Chaco Province
- Use: Civil and state flag
- Proportion: 2:3
- Adopted: September 19, 2007; 18 years ago
- Designed by: Mario Orlando Gadotti

= Flag of Chaco (Argentina) =

The flag of the Argentine province of Chaco is rectangular, divided into three vertical stripes, light green, white and light blue. In the middle stripe there is also a symbol of the Sun of May at the top and a plough surrounded by twenty-five golden stars at the bottom. The stars represent the twenty-five departments in the province. The plough symbolizes agriculture, which is the most important sector of the province's economy and is also found on the coat of arms.

==History==

Flag of Chaco (1995–2007)

Chaco became a province in 1951 under the name Presidente Perón Province. At that time the province did not have a flag, but its coat of arms was based on the shield of the Justicialist Party.
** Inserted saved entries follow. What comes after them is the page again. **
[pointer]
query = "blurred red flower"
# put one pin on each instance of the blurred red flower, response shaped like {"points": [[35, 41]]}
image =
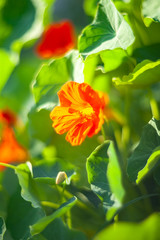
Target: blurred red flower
{"points": [[10, 150], [81, 112], [57, 40], [7, 117]]}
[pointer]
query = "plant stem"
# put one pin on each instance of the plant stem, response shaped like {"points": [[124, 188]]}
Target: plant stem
{"points": [[7, 165], [49, 204], [154, 105]]}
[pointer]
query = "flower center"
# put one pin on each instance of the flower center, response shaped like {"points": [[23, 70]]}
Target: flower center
{"points": [[88, 112]]}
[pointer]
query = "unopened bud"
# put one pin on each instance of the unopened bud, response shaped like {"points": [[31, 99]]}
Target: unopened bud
{"points": [[61, 176]]}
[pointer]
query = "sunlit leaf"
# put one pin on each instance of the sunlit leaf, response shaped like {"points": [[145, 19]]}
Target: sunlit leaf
{"points": [[35, 190], [7, 63], [112, 59], [144, 74], [151, 163], [109, 30], [58, 230], [20, 216], [90, 7], [148, 229], [43, 222], [2, 228], [53, 75], [149, 142], [101, 166], [151, 11]]}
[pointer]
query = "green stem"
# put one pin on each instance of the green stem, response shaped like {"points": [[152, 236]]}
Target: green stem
{"points": [[154, 105], [79, 203], [103, 132], [7, 165], [49, 204]]}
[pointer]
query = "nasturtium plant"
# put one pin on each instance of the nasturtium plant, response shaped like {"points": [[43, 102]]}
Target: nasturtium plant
{"points": [[109, 30], [79, 119]]}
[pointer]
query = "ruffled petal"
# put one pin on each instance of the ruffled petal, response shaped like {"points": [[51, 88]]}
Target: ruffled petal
{"points": [[78, 133]]}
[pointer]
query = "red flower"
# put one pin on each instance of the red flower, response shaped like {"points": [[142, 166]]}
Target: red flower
{"points": [[7, 117], [80, 112], [57, 40], [10, 150]]}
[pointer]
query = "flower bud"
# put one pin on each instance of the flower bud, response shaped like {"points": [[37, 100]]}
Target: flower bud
{"points": [[61, 176]]}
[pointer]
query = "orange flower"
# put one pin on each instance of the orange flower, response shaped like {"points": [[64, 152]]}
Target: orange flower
{"points": [[80, 112], [10, 150], [7, 117], [57, 40]]}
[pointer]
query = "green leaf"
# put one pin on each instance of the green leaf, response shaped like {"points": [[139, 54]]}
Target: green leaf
{"points": [[2, 228], [7, 63], [114, 174], [156, 174], [148, 229], [36, 190], [101, 166], [151, 163], [35, 126], [97, 164], [47, 84], [150, 11], [20, 79], [25, 24], [149, 142], [20, 215], [109, 30], [90, 7], [29, 191], [112, 59], [43, 222], [144, 74], [59, 231]]}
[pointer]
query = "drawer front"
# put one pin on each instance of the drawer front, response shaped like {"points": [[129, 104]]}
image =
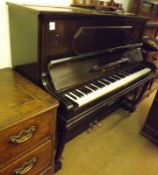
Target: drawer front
{"points": [[21, 138], [32, 163]]}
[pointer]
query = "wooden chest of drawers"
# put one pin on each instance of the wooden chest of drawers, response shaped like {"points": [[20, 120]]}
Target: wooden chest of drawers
{"points": [[27, 126]]}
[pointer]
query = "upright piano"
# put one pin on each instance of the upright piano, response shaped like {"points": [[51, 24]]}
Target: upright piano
{"points": [[90, 60]]}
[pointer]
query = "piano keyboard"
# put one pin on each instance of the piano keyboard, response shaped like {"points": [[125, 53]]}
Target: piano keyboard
{"points": [[105, 85]]}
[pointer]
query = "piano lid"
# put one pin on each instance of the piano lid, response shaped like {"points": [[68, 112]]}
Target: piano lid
{"points": [[82, 38]]}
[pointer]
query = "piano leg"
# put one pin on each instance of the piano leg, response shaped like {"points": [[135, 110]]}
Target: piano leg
{"points": [[60, 143]]}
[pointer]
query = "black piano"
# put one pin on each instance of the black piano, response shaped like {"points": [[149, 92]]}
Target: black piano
{"points": [[90, 60]]}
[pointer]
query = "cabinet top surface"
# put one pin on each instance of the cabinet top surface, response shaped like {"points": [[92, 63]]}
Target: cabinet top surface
{"points": [[68, 10], [20, 99]]}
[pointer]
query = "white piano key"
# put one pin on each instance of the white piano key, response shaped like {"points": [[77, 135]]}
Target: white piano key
{"points": [[107, 88]]}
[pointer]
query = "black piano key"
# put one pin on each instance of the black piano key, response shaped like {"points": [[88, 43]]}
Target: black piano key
{"points": [[121, 75], [89, 88], [72, 96], [102, 82], [85, 90], [117, 77], [77, 93], [126, 73], [98, 84], [112, 76], [106, 82], [93, 87]]}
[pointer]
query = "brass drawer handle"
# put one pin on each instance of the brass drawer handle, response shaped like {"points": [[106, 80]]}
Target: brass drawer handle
{"points": [[23, 136], [26, 167]]}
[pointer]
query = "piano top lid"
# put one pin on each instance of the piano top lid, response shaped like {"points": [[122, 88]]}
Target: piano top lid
{"points": [[68, 10]]}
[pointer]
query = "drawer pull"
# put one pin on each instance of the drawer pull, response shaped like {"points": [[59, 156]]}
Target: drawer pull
{"points": [[26, 167], [23, 136]]}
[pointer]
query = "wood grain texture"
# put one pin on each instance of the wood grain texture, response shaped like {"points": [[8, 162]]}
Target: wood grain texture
{"points": [[27, 125]]}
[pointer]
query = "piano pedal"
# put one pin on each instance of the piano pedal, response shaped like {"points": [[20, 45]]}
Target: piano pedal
{"points": [[97, 124], [93, 126]]}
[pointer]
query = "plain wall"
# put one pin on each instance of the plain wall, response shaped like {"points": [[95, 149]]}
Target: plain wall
{"points": [[5, 54]]}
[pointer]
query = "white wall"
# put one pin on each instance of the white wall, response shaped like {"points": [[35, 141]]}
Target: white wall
{"points": [[5, 55]]}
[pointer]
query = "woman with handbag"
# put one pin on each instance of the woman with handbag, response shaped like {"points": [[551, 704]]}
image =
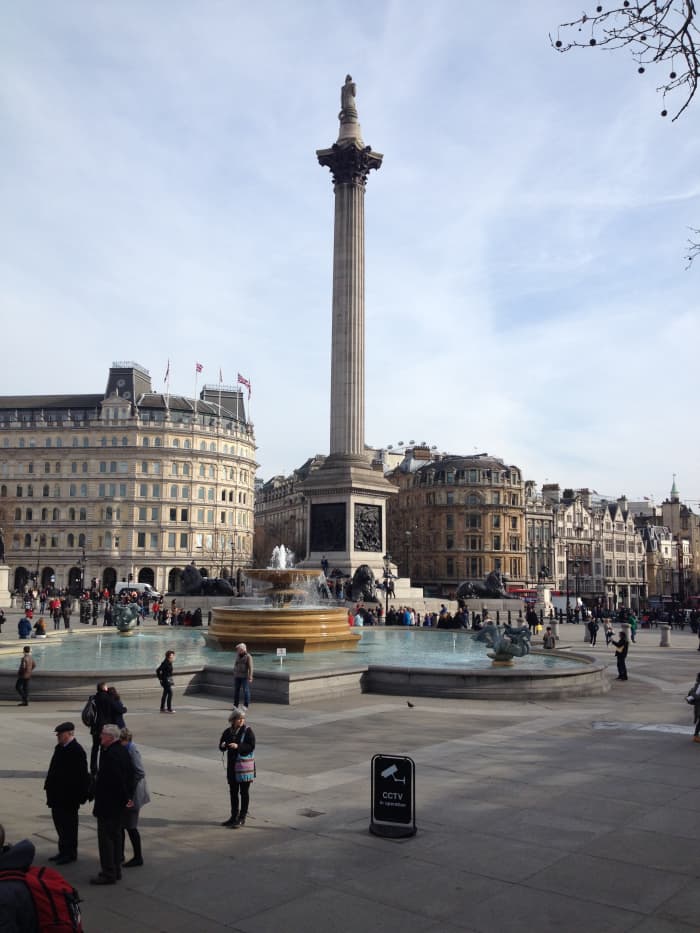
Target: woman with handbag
{"points": [[130, 815], [693, 699], [164, 672], [238, 741]]}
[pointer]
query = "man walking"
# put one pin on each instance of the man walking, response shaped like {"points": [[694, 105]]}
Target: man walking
{"points": [[114, 790], [66, 786], [24, 675], [242, 675], [621, 648]]}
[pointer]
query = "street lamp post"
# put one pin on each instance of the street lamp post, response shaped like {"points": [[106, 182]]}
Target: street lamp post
{"points": [[387, 577]]}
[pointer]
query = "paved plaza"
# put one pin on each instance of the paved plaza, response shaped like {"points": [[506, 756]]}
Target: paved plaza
{"points": [[574, 815]]}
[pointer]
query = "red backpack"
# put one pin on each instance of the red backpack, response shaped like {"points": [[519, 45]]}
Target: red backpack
{"points": [[55, 900]]}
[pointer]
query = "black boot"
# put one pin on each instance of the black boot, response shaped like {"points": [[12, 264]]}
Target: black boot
{"points": [[135, 839]]}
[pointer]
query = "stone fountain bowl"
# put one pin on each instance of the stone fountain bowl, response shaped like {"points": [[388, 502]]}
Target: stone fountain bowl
{"points": [[282, 578]]}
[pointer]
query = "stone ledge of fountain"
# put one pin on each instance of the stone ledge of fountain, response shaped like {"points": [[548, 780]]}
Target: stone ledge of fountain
{"points": [[503, 683]]}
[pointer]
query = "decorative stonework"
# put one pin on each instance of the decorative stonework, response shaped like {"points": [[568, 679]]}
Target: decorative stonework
{"points": [[368, 528], [349, 165], [327, 526]]}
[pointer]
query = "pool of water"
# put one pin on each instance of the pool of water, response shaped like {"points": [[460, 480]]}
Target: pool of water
{"points": [[106, 650]]}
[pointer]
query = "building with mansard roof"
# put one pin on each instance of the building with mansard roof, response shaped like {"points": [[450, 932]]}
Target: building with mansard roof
{"points": [[128, 484]]}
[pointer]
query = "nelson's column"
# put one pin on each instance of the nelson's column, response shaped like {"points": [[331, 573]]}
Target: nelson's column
{"points": [[347, 496]]}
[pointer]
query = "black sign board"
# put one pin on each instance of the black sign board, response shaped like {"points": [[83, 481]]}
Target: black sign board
{"points": [[393, 798]]}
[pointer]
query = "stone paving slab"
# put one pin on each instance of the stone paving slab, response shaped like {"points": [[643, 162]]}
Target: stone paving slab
{"points": [[566, 816]]}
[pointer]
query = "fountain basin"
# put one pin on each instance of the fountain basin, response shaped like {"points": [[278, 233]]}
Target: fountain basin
{"points": [[294, 628]]}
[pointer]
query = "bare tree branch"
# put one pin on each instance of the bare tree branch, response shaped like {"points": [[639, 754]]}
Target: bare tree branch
{"points": [[655, 33], [665, 31]]}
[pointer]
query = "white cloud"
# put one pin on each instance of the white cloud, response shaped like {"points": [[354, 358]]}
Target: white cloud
{"points": [[526, 292]]}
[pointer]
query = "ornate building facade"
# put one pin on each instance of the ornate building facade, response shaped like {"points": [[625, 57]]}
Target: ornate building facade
{"points": [[457, 519], [126, 485]]}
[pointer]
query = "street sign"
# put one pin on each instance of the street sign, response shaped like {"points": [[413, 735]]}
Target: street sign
{"points": [[393, 798]]}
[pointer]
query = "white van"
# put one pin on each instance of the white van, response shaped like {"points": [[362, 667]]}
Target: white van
{"points": [[140, 588]]}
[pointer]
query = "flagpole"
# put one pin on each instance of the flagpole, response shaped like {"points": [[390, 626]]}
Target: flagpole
{"points": [[167, 387]]}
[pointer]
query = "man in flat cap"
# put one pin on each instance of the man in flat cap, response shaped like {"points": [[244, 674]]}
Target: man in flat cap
{"points": [[67, 785]]}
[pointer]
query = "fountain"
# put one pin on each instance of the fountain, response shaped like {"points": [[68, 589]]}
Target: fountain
{"points": [[288, 618]]}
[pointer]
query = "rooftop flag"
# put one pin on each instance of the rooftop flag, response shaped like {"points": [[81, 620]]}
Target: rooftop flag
{"points": [[244, 382]]}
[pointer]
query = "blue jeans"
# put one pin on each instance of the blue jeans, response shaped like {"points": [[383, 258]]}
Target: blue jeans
{"points": [[239, 682]]}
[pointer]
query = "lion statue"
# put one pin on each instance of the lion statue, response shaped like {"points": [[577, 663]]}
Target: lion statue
{"points": [[126, 616]]}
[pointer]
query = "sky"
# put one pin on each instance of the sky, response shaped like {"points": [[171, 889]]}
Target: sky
{"points": [[526, 284]]}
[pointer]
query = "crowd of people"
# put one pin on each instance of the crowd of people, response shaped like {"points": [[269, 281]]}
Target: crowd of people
{"points": [[112, 777]]}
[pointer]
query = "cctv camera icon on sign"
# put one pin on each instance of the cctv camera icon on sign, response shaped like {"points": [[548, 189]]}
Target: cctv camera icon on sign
{"points": [[391, 772]]}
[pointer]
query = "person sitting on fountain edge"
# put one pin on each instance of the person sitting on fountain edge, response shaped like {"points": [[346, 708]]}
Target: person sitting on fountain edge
{"points": [[242, 675]]}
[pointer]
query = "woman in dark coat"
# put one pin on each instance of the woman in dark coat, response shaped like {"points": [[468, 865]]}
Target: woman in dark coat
{"points": [[238, 741], [165, 676]]}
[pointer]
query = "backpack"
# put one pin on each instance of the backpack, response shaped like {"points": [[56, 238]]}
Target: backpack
{"points": [[89, 712], [55, 900]]}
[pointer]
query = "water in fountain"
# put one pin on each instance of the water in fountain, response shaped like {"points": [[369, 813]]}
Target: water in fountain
{"points": [[282, 558]]}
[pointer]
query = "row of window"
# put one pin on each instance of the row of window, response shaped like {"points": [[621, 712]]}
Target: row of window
{"points": [[144, 514], [154, 540], [186, 444], [473, 568], [451, 498], [120, 489]]}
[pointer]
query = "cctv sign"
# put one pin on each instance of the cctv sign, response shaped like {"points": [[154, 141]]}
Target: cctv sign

The first Chaco flag was officially proclaimed by decree on 2 February 1995 as the provincial flag by the government of Governor Rolando Tauguinas. It was designed by graphic artist Jorge Esquivel and won an art contest. The flag was met with negative reception, as the local press considered the proposed flag "not a symbol, but a painting." The majority of the population did not feel represented by the emblem. This flag remained in force, but almost unused.

The modern flag was approved on 19 September 2007, under Governor Roy Nikisch.